I love dogs, particularly my own of course, but I would love to know why they are sometimes given such ridiculous kennel names, also,why are they mostly "At" somewhere.

I am sure there must be a sensible explanation, but on face value it does seem a rather laughable practice.


----------



## 747 (Oct 2, 2009)

*Re: Dogs*



iandsm said:


> I love dogs, particularly my own of course, but I would love to know why they are sometimes given such ridiculous kennel names, also,why are they mostly "At" somewhere.
> 
> I am sure there must be a sensible explanation, but on face value it does seem a rather laughable practice.


When 'At' is used in a dogs name, it means that the owner did not breed the dog. The owner has their own affix (Ours is Maingate). If I bought a puppy called Motorhomefacts Nellie, I could apply to the Kennel Club to rename it Motorhomefacts Nellie at Maingate.

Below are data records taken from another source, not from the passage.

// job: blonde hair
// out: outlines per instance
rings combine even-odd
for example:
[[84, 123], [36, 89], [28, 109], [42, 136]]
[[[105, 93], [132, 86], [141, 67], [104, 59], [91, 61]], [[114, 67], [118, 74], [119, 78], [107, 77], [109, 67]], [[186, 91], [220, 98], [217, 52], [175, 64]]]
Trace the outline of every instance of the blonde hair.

There are other words acceptable apart from 'at' but I forget them. We have never bothered adding our affix to any dog. If it does a lot of winning, the breeder deserves the credit, not the owner.


----------



## iandsm (May 18, 2007)

*Re: Dogs*



747 said:


> iandsm said:
> 
> 
> > I love dogs, particularly my own of course, but I would love to know why they are sometimes given such ridiculous kennel names, also,why are they mostly "At" somewhere.
> ...


Thanks for that 747, that does make sense, I can see why the breeder should be getting the credit since they produced the dog and it does seem a way of easily identifying breeder or owner.


----------



## patp (Apr 30, 2007)

Don't forget that the owner rears and trains the dog for the show ring or whatever else the dog is destined to do. I think too many owners do not give themselves enough credit for the way a dog turns out. After all the breeder only has them for 7-8 weeks. Yes they, hopefully, chose the sire carefully and put the time and effort into caring for the bitch during her pregnancy etc but after that it is all down to how much time and patience the owner bestows.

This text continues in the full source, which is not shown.